A plan by Amazon.com to open a warehouse in Canada has ruffled the feathers of some patriotic Canadians worried about their nation’s cultural integrity.
For the last eight years, Canadians have purchased books through Amazon’s Canadian website, Amazon.ca, which employs third-party contractors to ship orders from the United States to Canadian customers. But this month the company decided to create a distribution center in the country, thus setting off independent booksellers.
“If they’re allowed to do this, it could open the doors to others. We could see Barnes & Noble and Borders in Canada,” said Stephen Cribar, president of the Canadian Booksellers Association.[more]

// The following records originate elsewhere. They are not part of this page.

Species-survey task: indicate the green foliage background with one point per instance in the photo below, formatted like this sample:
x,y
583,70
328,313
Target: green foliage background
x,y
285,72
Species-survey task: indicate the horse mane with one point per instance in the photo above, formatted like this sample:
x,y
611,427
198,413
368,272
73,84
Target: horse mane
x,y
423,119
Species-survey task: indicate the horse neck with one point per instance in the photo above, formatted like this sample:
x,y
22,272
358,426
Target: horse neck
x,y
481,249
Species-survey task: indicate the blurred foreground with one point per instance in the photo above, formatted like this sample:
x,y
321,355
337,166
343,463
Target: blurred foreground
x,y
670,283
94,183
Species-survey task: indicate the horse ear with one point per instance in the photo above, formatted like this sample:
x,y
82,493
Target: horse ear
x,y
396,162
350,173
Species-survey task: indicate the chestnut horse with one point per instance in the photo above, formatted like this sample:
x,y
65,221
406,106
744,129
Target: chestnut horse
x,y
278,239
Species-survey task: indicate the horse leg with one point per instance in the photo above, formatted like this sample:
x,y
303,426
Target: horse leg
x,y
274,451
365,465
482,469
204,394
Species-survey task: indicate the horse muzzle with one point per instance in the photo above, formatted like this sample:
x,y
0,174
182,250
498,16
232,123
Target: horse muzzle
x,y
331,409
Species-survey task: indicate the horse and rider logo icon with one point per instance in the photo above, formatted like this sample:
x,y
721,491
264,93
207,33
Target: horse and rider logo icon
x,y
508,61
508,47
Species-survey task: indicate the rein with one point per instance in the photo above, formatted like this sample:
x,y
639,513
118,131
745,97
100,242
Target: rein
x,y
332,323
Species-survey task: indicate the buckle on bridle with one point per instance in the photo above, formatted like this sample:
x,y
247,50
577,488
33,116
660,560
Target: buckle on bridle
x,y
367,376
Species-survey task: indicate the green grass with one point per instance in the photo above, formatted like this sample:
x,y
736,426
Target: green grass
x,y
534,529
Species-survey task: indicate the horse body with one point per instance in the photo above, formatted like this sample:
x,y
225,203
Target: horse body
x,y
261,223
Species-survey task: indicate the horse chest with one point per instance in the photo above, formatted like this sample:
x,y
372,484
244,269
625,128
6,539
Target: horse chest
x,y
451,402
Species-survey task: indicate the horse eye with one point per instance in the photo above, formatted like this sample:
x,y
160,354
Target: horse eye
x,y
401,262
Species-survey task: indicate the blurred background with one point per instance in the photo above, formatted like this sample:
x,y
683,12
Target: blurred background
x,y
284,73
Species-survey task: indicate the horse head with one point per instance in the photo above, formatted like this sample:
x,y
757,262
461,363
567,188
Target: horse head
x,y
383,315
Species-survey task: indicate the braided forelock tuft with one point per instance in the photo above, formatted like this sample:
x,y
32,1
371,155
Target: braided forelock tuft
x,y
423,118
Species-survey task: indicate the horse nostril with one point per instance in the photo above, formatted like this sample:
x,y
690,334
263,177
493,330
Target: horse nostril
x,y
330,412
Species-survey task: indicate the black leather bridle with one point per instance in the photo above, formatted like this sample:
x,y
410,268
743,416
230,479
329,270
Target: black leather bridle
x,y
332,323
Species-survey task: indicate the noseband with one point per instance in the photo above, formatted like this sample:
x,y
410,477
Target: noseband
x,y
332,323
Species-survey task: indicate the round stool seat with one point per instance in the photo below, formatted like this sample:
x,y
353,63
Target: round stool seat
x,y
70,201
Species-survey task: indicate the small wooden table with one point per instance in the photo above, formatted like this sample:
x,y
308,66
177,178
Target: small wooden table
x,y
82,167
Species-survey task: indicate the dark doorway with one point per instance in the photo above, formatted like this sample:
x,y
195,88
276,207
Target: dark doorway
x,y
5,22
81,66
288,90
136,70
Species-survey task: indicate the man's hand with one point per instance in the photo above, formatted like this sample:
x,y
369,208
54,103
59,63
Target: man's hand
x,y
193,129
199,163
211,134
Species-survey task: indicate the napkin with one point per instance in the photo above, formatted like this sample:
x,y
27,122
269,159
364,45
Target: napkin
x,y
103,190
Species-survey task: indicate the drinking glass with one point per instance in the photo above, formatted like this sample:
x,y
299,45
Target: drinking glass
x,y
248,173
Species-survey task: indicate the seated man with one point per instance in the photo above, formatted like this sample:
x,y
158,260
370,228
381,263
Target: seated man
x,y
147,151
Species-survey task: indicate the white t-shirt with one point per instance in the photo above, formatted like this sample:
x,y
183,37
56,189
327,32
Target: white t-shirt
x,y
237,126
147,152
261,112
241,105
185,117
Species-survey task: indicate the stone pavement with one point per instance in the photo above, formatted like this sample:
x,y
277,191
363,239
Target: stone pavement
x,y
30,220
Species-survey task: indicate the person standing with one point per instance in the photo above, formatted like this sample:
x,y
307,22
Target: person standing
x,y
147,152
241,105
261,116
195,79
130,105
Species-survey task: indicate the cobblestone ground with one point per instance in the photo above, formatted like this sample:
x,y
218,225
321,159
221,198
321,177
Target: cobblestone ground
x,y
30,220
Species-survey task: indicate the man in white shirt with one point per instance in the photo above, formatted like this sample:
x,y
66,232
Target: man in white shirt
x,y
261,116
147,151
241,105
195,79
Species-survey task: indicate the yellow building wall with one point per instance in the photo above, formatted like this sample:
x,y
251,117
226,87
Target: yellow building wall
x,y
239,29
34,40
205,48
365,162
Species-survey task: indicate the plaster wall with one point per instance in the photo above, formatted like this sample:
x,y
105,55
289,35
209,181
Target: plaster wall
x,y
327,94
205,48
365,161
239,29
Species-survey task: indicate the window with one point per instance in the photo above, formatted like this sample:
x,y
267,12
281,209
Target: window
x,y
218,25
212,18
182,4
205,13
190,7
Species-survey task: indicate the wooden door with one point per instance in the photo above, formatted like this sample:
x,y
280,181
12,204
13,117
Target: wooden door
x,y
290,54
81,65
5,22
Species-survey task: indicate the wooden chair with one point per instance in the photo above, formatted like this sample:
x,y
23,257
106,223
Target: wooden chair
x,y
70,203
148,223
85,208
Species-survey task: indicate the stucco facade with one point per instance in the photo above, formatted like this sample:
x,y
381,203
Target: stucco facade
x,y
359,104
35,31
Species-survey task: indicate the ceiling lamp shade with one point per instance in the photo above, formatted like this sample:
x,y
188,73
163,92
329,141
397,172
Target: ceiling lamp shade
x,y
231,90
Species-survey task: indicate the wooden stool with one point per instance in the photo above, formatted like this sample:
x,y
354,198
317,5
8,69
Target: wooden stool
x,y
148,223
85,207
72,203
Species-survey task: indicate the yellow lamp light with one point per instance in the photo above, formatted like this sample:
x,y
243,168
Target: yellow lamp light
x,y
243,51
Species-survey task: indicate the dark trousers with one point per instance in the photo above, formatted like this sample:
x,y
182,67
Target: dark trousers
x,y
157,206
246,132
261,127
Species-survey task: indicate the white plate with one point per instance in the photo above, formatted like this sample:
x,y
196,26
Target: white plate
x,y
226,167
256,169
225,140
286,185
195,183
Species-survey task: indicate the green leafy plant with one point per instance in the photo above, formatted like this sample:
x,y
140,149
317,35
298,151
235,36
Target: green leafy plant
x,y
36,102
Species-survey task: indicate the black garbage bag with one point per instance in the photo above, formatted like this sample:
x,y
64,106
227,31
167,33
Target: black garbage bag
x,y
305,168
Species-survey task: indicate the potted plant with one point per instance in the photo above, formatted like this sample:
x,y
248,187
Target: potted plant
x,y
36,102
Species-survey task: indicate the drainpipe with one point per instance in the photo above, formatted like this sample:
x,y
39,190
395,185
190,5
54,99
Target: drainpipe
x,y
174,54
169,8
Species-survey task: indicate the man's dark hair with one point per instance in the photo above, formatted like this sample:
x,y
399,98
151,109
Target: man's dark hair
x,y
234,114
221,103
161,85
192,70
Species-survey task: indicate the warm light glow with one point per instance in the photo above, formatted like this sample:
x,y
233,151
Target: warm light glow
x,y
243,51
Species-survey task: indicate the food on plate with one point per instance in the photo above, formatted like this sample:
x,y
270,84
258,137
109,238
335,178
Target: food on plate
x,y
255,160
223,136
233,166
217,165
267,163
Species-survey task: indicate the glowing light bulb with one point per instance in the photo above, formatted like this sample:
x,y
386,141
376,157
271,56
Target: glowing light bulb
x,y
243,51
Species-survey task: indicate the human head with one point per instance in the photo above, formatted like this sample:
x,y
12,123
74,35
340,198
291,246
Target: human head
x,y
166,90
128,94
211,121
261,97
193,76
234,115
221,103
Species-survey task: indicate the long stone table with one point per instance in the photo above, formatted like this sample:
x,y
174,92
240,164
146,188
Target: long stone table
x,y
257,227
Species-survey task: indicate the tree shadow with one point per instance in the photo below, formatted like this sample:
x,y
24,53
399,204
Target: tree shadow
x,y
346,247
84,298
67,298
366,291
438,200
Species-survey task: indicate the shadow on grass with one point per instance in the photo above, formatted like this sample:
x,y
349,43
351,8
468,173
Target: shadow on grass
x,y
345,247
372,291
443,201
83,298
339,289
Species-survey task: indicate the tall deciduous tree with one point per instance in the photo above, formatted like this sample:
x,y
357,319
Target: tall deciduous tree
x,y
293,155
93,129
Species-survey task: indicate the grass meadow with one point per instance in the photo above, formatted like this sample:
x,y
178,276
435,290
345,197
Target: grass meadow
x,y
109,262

Amazon argues that by selling Canadian books in 170 countries it is promoting local work and talent across the world. To operate in the Canada, Amazon has to receive permission from Canada’s heritage ministry. The Canadian government will assess whether the move will break tough cultural protection rules, which are designed to prevent American influences from overpowering Canada’s culture.
In 2002, the Booksellers Association failed in its attempt to block Amazon from having an online presence in Canada. Ottawa ruled that the Investment Canada Act, which is designed to promote economic growth in Canada, didn’t apply to Amazon.com as long as it had no bricks-and-mortar retail presence in the country.
However, considering that Wal-Mart now has more than 200 stores in Canada, chances are that Amazon will not be blocked from having a presence.